Uma Vera qualquer

Foi numa madrugada chuvosa, num pequeno apartamento onde Vera vivia mais uma terapia de insônia. A vida estava brecada desde o divórcio. O recolhimento foi a decisão. A insônia? Talvez conseqüência. A verdade é que apesar de estar certa que a decisão fora necessária, Vera sentia a dor da readequação a nova realidade. Ainda sentia o cheiro de Beto na cama, no corpo, na vida. Ainda se pegava chorando quando as lembranças assaltavam sua mente. Só que havia algo especial naquela madrugada de chuva, sentia medo. Medo? não, talvez não. Pavor! Sim, pavor!

A insegurança promovia a incerteza.

Um súbito desejo de fuga tomava conta dos pensamentos.
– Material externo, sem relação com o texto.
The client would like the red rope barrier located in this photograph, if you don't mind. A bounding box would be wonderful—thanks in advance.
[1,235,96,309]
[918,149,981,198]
Assustada com o momento, procurou nos pensamentos algo que poderia ser usado como alento, mas só encontrou uma fala de Aurora, uma velha amiga de Ensino Médio: "Você está deprimida Vera". Lembrou-se que num primeiro momento tentou ignorar o "veredicto", mas a verdade é que estava se sentindo mal, recolhida em casa, evitando os amigos, não atendia telefonemas e quase não saía.

Só que o hoje a assustava pavorosamente. Seria tão bom que alguém chegasse ou ligasse, mas quem? Poderia tentar contato com alguém, mas melhor não. Não queria incomodar. Sentou-se no sofá e procurou ajuda apertando a cabeça com as mãos. Um choro sofrido veio da alma. Não sabe quanto tempo ficou na mesma posição, mas sabe que ficou. Até que a dor no pescoço incomodou e provocou a "volta". Foi neste momento que ouviu o som da chuva. Algo diferente. Ritmado. Tomou coragem e foi até a janela. Lentamente abriu as cortinas. Viu a imagem refletida no vidro como um quadro digno de um Picasso. Sem perceber racionalmente, abriu os vidros e sentiu o cheiro da terra molhada como o aroma da vida. O vento trouxe os pingos da chuva até o rosto de Vera. Se permitiu. Passou as mãos lentamente pelo corpo e se sentiu envolvida por algo inexplicável, porém de certa forma familiar. Sentiu que havia alguém olhando pra ela, ou por ela. Quando reparou não havia mais o medo e sim uma doce paz. Respirou fundo e olhou para a vida que nascia com uma nesga de sol que brotava além da montanhas. A chuva passara e um novo dia nascia como um renovo. Sorriu. Sorriu. Sorriu e agradeceu... Ainda estava viva e misteriosamente se sentia, de novo, viva.